Martin Premoli is a Ph.D. candidate in Comparative Literature and Literary Theory at University of Pennsylvania. His studies are centered on contemporary global anglophone and postcolonial literature. Questions of empire, indigeneity, and environmentalism engage him as a scholar. His dissertation examines literary representations of climate change from the global South and develops a decolonial approach to disaster studies. Martin is a 2018-19 Graduate Fellow of the Penn Program in the Environmental Humanities, and has been awarded the PPEH Mellon Dissertation Completion Fellowship for 2019-2020. He holds an MA in English from University of Virginia and has published for Safundi: The Journal of South African and American Studies and JSAS (Journal of Southern African Studies).

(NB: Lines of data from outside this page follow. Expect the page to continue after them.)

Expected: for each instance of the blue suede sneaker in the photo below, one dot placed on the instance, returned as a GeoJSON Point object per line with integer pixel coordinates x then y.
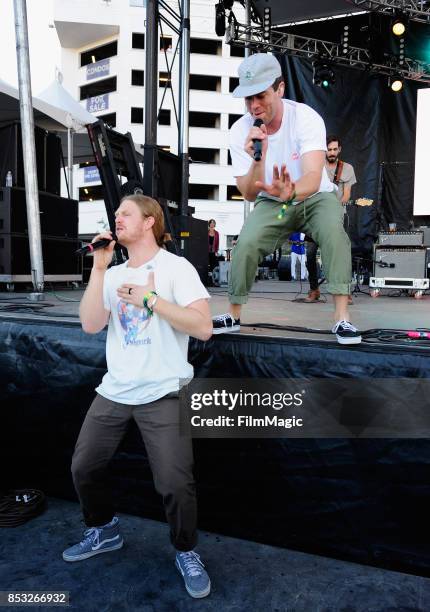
{"type": "Point", "coordinates": [196, 579]}
{"type": "Point", "coordinates": [96, 540]}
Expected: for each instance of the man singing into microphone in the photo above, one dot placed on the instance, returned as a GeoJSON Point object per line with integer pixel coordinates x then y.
{"type": "Point", "coordinates": [152, 303]}
{"type": "Point", "coordinates": [290, 187]}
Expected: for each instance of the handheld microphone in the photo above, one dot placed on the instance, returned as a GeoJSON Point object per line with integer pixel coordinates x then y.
{"type": "Point", "coordinates": [94, 246]}
{"type": "Point", "coordinates": [258, 145]}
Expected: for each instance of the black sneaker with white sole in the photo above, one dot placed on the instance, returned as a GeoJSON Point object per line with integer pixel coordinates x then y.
{"type": "Point", "coordinates": [346, 333]}
{"type": "Point", "coordinates": [225, 324]}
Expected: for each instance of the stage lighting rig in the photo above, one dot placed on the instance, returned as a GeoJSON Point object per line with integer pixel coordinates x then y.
{"type": "Point", "coordinates": [399, 25]}
{"type": "Point", "coordinates": [345, 40]}
{"type": "Point", "coordinates": [323, 73]}
{"type": "Point", "coordinates": [219, 19]}
{"type": "Point", "coordinates": [395, 82]}
{"type": "Point", "coordinates": [220, 9]}
{"type": "Point", "coordinates": [267, 23]}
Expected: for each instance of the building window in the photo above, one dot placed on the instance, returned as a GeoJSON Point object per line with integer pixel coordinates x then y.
{"type": "Point", "coordinates": [200, 155]}
{"type": "Point", "coordinates": [138, 40]}
{"type": "Point", "coordinates": [136, 114]}
{"type": "Point", "coordinates": [210, 120]}
{"type": "Point", "coordinates": [109, 119]}
{"type": "Point", "coordinates": [164, 80]}
{"type": "Point", "coordinates": [236, 51]}
{"type": "Point", "coordinates": [205, 83]}
{"type": "Point", "coordinates": [166, 43]}
{"type": "Point", "coordinates": [205, 46]}
{"type": "Point", "coordinates": [137, 77]}
{"type": "Point", "coordinates": [98, 88]}
{"type": "Point", "coordinates": [233, 193]}
{"type": "Point", "coordinates": [202, 192]}
{"type": "Point", "coordinates": [232, 119]}
{"type": "Point", "coordinates": [90, 194]}
{"type": "Point", "coordinates": [95, 55]}
{"type": "Point", "coordinates": [164, 117]}
{"type": "Point", "coordinates": [233, 83]}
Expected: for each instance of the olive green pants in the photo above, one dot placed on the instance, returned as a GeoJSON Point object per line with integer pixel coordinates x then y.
{"type": "Point", "coordinates": [319, 216]}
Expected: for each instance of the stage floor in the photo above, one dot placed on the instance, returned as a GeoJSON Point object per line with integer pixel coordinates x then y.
{"type": "Point", "coordinates": [271, 302]}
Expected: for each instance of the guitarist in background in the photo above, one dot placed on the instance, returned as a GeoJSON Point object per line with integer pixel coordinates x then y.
{"type": "Point", "coordinates": [343, 176]}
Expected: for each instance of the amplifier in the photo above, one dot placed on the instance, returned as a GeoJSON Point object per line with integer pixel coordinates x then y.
{"type": "Point", "coordinates": [58, 216]}
{"type": "Point", "coordinates": [426, 235]}
{"type": "Point", "coordinates": [415, 238]}
{"type": "Point", "coordinates": [399, 263]}
{"type": "Point", "coordinates": [59, 258]}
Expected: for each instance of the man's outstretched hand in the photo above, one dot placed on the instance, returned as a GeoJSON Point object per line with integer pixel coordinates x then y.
{"type": "Point", "coordinates": [281, 187]}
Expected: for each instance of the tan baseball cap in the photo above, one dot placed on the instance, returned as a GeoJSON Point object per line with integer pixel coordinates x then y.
{"type": "Point", "coordinates": [256, 73]}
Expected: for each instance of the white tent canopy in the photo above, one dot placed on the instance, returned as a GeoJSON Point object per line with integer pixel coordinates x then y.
{"type": "Point", "coordinates": [47, 114]}
{"type": "Point", "coordinates": [67, 110]}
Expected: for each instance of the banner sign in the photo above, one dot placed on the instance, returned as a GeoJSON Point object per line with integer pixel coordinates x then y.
{"type": "Point", "coordinates": [98, 103]}
{"type": "Point", "coordinates": [91, 174]}
{"type": "Point", "coordinates": [98, 69]}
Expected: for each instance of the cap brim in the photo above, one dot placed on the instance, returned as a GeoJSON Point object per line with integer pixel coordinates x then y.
{"type": "Point", "coordinates": [243, 91]}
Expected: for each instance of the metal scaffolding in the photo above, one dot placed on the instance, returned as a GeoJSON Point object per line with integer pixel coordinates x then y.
{"type": "Point", "coordinates": [293, 44]}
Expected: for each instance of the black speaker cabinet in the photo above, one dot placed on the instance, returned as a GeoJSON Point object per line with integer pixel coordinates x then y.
{"type": "Point", "coordinates": [192, 236]}
{"type": "Point", "coordinates": [162, 177]}
{"type": "Point", "coordinates": [400, 263]}
{"type": "Point", "coordinates": [59, 257]}
{"type": "Point", "coordinates": [48, 158]}
{"type": "Point", "coordinates": [58, 216]}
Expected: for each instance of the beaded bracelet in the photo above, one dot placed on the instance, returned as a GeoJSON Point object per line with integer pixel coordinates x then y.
{"type": "Point", "coordinates": [281, 214]}
{"type": "Point", "coordinates": [147, 297]}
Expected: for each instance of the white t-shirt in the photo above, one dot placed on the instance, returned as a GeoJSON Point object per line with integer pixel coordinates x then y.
{"type": "Point", "coordinates": [302, 130]}
{"type": "Point", "coordinates": [145, 355]}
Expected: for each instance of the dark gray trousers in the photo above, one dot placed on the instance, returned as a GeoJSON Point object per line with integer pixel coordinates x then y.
{"type": "Point", "coordinates": [170, 457]}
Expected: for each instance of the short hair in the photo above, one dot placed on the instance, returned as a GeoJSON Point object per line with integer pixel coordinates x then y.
{"type": "Point", "coordinates": [333, 138]}
{"type": "Point", "coordinates": [277, 82]}
{"type": "Point", "coordinates": [150, 208]}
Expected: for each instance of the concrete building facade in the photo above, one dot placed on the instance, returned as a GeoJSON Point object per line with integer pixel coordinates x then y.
{"type": "Point", "coordinates": [103, 65]}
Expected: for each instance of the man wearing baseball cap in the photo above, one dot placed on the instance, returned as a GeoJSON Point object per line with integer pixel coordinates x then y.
{"type": "Point", "coordinates": [278, 153]}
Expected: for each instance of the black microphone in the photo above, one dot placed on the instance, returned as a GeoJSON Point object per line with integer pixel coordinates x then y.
{"type": "Point", "coordinates": [94, 246]}
{"type": "Point", "coordinates": [258, 145]}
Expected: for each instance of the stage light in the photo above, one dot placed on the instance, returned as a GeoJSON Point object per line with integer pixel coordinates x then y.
{"type": "Point", "coordinates": [219, 19]}
{"type": "Point", "coordinates": [396, 83]}
{"type": "Point", "coordinates": [267, 23]}
{"type": "Point", "coordinates": [345, 40]}
{"type": "Point", "coordinates": [323, 73]}
{"type": "Point", "coordinates": [401, 51]}
{"type": "Point", "coordinates": [399, 26]}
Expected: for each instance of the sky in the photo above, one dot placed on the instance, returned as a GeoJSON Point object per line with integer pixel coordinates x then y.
{"type": "Point", "coordinates": [45, 51]}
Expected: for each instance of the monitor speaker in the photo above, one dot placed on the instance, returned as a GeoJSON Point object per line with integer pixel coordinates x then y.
{"type": "Point", "coordinates": [192, 236]}
{"type": "Point", "coordinates": [58, 216]}
{"type": "Point", "coordinates": [48, 158]}
{"type": "Point", "coordinates": [58, 255]}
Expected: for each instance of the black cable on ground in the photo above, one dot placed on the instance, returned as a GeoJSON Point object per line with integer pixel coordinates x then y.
{"type": "Point", "coordinates": [21, 505]}
{"type": "Point", "coordinates": [386, 336]}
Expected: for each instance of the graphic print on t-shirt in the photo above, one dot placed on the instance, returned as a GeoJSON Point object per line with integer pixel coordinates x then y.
{"type": "Point", "coordinates": [133, 321]}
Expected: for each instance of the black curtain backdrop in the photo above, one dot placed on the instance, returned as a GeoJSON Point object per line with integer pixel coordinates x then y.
{"type": "Point", "coordinates": [376, 126]}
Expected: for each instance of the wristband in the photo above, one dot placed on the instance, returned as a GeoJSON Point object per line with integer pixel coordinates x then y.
{"type": "Point", "coordinates": [146, 297]}
{"type": "Point", "coordinates": [286, 204]}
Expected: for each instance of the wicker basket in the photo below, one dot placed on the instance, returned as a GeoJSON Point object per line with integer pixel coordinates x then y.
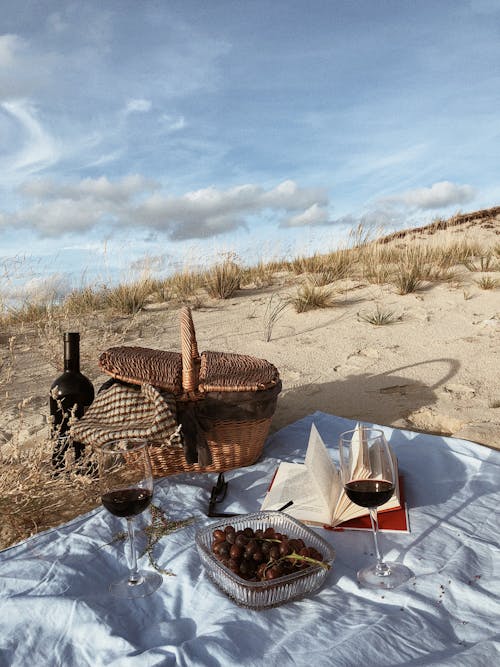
{"type": "Point", "coordinates": [233, 397]}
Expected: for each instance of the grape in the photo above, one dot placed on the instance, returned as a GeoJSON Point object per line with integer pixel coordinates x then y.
{"type": "Point", "coordinates": [262, 555]}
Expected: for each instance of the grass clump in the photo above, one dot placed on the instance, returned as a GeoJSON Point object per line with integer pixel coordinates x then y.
{"type": "Point", "coordinates": [310, 297]}
{"type": "Point", "coordinates": [30, 495]}
{"type": "Point", "coordinates": [274, 310]}
{"type": "Point", "coordinates": [379, 317]}
{"type": "Point", "coordinates": [223, 280]}
{"type": "Point", "coordinates": [129, 298]}
{"type": "Point", "coordinates": [487, 282]}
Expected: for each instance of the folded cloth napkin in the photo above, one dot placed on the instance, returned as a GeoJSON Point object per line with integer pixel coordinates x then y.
{"type": "Point", "coordinates": [124, 411]}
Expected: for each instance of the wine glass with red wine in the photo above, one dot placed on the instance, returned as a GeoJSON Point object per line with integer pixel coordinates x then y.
{"type": "Point", "coordinates": [370, 483]}
{"type": "Point", "coordinates": [126, 484]}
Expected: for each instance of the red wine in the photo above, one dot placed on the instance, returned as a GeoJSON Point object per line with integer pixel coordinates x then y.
{"type": "Point", "coordinates": [70, 395]}
{"type": "Point", "coordinates": [369, 492]}
{"type": "Point", "coordinates": [127, 502]}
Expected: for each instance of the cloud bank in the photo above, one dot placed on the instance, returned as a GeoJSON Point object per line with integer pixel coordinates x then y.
{"type": "Point", "coordinates": [135, 202]}
{"type": "Point", "coordinates": [439, 195]}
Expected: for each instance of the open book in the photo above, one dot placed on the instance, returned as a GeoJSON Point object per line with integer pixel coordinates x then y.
{"type": "Point", "coordinates": [316, 488]}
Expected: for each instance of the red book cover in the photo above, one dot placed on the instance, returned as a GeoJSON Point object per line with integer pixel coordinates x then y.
{"type": "Point", "coordinates": [388, 520]}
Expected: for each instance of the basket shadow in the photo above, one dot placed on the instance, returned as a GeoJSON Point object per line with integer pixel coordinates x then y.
{"type": "Point", "coordinates": [378, 398]}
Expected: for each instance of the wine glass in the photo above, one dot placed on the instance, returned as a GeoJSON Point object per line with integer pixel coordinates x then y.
{"type": "Point", "coordinates": [369, 478]}
{"type": "Point", "coordinates": [126, 484]}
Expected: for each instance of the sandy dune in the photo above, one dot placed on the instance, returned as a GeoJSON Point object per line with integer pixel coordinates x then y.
{"type": "Point", "coordinates": [437, 368]}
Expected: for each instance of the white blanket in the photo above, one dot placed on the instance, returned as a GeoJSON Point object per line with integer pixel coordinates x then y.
{"type": "Point", "coordinates": [55, 608]}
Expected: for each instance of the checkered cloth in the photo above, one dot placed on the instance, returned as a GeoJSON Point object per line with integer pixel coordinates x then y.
{"type": "Point", "coordinates": [123, 411]}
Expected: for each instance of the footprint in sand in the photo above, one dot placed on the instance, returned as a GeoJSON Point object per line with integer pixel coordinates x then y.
{"type": "Point", "coordinates": [427, 420]}
{"type": "Point", "coordinates": [459, 391]}
{"type": "Point", "coordinates": [359, 360]}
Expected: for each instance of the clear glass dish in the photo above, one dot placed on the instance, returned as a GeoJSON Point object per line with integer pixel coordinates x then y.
{"type": "Point", "coordinates": [262, 594]}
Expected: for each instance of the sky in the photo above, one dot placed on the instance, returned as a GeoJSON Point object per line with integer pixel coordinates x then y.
{"type": "Point", "coordinates": [161, 134]}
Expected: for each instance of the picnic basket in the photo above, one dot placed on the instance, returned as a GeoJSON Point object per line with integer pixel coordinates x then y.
{"type": "Point", "coordinates": [229, 398]}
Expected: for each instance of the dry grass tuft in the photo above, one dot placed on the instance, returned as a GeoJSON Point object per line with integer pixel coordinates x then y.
{"type": "Point", "coordinates": [223, 280]}
{"type": "Point", "coordinates": [487, 282]}
{"type": "Point", "coordinates": [379, 317]}
{"type": "Point", "coordinates": [31, 498]}
{"type": "Point", "coordinates": [310, 297]}
{"type": "Point", "coordinates": [129, 299]}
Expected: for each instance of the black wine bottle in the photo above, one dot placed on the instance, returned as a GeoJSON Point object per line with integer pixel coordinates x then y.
{"type": "Point", "coordinates": [70, 395]}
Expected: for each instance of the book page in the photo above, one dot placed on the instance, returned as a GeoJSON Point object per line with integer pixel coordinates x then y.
{"type": "Point", "coordinates": [320, 465]}
{"type": "Point", "coordinates": [294, 482]}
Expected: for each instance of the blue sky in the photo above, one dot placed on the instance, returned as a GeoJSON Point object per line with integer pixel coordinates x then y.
{"type": "Point", "coordinates": [163, 133]}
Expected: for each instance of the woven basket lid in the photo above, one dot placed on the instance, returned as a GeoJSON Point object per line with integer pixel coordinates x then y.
{"type": "Point", "coordinates": [139, 365]}
{"type": "Point", "coordinates": [223, 371]}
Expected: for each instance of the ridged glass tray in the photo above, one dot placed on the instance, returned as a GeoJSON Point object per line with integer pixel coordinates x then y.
{"type": "Point", "coordinates": [262, 594]}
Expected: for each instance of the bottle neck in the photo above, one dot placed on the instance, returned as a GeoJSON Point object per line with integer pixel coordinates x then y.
{"type": "Point", "coordinates": [72, 352]}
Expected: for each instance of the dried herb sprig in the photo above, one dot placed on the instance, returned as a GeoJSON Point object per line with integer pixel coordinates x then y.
{"type": "Point", "coordinates": [159, 527]}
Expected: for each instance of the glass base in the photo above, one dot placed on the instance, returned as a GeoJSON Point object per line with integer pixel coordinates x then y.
{"type": "Point", "coordinates": [392, 576]}
{"type": "Point", "coordinates": [147, 583]}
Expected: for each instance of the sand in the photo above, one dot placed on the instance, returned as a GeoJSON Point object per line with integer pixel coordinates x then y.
{"type": "Point", "coordinates": [435, 369]}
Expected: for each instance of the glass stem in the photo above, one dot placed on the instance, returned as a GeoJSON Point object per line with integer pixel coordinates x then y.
{"type": "Point", "coordinates": [381, 569]}
{"type": "Point", "coordinates": [134, 577]}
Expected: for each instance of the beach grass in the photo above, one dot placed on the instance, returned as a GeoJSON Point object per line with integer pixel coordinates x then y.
{"type": "Point", "coordinates": [406, 267]}
{"type": "Point", "coordinates": [32, 499]}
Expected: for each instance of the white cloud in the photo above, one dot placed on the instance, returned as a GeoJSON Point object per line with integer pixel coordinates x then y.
{"type": "Point", "coordinates": [9, 45]}
{"type": "Point", "coordinates": [314, 215]}
{"type": "Point", "coordinates": [136, 202]}
{"type": "Point", "coordinates": [99, 189]}
{"type": "Point", "coordinates": [174, 123]}
{"type": "Point", "coordinates": [38, 148]}
{"type": "Point", "coordinates": [138, 106]}
{"type": "Point", "coordinates": [439, 195]}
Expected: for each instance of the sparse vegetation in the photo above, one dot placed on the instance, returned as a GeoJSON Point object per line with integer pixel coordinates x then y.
{"type": "Point", "coordinates": [310, 296]}
{"type": "Point", "coordinates": [28, 486]}
{"type": "Point", "coordinates": [380, 316]}
{"type": "Point", "coordinates": [274, 310]}
{"type": "Point", "coordinates": [486, 282]}
{"type": "Point", "coordinates": [223, 280]}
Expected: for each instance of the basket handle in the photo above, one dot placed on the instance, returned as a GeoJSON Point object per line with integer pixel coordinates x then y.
{"type": "Point", "coordinates": [190, 355]}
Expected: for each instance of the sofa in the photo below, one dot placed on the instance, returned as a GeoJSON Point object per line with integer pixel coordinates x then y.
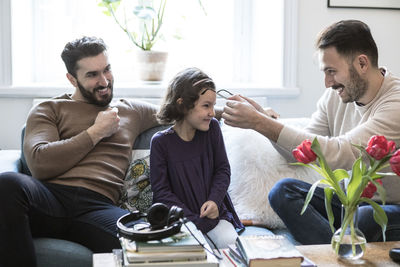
{"type": "Point", "coordinates": [251, 172]}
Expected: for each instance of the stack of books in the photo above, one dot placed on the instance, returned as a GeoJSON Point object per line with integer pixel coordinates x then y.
{"type": "Point", "coordinates": [177, 250]}
{"type": "Point", "coordinates": [264, 251]}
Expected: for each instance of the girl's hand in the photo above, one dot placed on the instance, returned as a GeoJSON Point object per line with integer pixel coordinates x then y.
{"type": "Point", "coordinates": [209, 209]}
{"type": "Point", "coordinates": [271, 113]}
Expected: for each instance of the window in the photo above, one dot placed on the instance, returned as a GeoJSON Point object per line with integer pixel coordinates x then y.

Luna Sarti is a Ph.D. candidate in Italian Studies at the University of Pennsylvania. Her research focuses on the shifting cultures and practices of water that bound the Arno river in Tuscany, thus shaping not only the Tuscan landscape but also its history and literature. In her dissertation she analyzes site-specific medieval and early modern conceptions of flooding using a variety of administrative and literary sources in order to discuss if, when, and how flood is to be considered a “natural disaster.” Luna was a 2017-18 PPEH graduate fellow and is currently a member of the Rising Waters Project. She holds a doctorate in Comparative Literature from the University of Florence and an MA from SOAS (University of London). Part of her most recent work has been published on the Blog of the Journal of the History of Ideas, for which she serves as a contributing editor.
Anushri Tiwari is an Urban Planner by profession from CEPT University, and is currently a Master’s student of Urban Policy and Governance at Tata Institute of Social Science. Her research project revolves around the Mithi River in Mumbai. This is the very same river which has been demonised as the culprit of the recurring deluge that occurs in the city of Mumbai every year. She aims to go beyond normalized assumptions that we can manage natural resources through narrow technical and unsustainable development practices. For her thesis, she will uncover the different perspectives with which the Mithi River is viewed by different institutions like the urban development authority, Pollution Control Board, Environment Department of the Municipality and others. Through this work, she envisions contributing to the fields of Urban Planning and Governance. Anushri is also interested in data analysis and representation wherein as she puts it “every data has some story to convey.” Through data, she hopes to also learn and convey the unseen and unheard stories of nature.
The Environmental Performance Agency is an artist collective using social and embodied practices to advocate for the agency of all living performers co-creating our environment, specifically through the lens of spontaneous urban plants, native or migrant. EPA agents include andrea haenggi, Christopher Kennedy, Ellie Irons, Catherine Grau.